Hence $f(x) =ke^{cx}$ on $[a_1, b_1]$ implies $f\neq 0$ on $[a_1, b_1]$.
Again $f(b_1) \neq 0$ implies we can select an open interval containing $b_1$ which intersect $(a_1, b_1) $ where $f\neq 0$ .
Continuing I this fashion we can generate an open overlapping cover of $[a, b]$ and then by compactness of $[a, b]$ , we can select finitely many of them.
Hence $f\neq 0$ on $[a, b]$ implies $f(x) =ke^{cx}$ on $[a, b]$
Done!
A: Suppose a differentiable function $f$ satisfies $f' = cf$ on an interval $I$, for some $c \in \mathbb R$. Without loss of generality, we can assume $I = (a, b)$ because we can take the closure and extend $f$ in a continuous fashion if needed.
Your concern with the proof of part (b) is justified. In the link you provided, a subtle point is that the function $g$ is defined on some interval of type $[0, p)$ where you take the maximal possible $p > 0$. So when you inductively construct a cover, the $p$'s form an increasing sequence (bounded above by $(b - a)/2$). Anyway, the following proof by contradiction following the hint is cleaner.
Formal proof of part (b):
If $f$ vanishes everywhere, then we get the result for $k = 0$, so suppose otherwise. Consider the nonempty open subset $U = \{x \in I: f(x) \neq 0\} \subset I$.

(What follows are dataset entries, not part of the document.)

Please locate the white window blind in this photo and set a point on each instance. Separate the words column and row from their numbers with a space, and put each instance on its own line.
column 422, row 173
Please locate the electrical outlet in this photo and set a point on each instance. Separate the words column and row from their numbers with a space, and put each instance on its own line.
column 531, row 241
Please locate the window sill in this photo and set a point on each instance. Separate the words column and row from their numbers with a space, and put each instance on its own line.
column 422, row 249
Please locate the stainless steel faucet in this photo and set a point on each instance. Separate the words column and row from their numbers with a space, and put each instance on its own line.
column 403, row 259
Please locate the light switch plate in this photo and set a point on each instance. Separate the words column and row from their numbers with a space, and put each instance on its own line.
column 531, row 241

We will show that $U = I$. For the sake of contradiction, suppose otherwise: $U \subsetneq I$. Take any $x \in U$. Then there is a maximal open interval $(y, z) \subset U$ containing $x$. This can be proved by Zorn's lemma or using equivalence classes (see here). Now apply part (a) for the open interval $(y, z)$ to find that $f$ is a nonzero exponential function on $(y, z)$ and by continuity on $[y, z]$. Since nonzero exponentials do not vanish anywhere, $f(y) \neq 0$ and $f(z) \neq 0$. So again by continuity, we find a slightly larger open interval $(y, z) \subset (y', z') \subset U$ (i.e., $f$ is nonvanishing on $(y', z')$) for some $y' < y$ and $z' > z$. This contradicts the maximality of $(y, z) \subset U$.
Since $U = I$, $f$ is nowhere vanishing and we are done by part (a).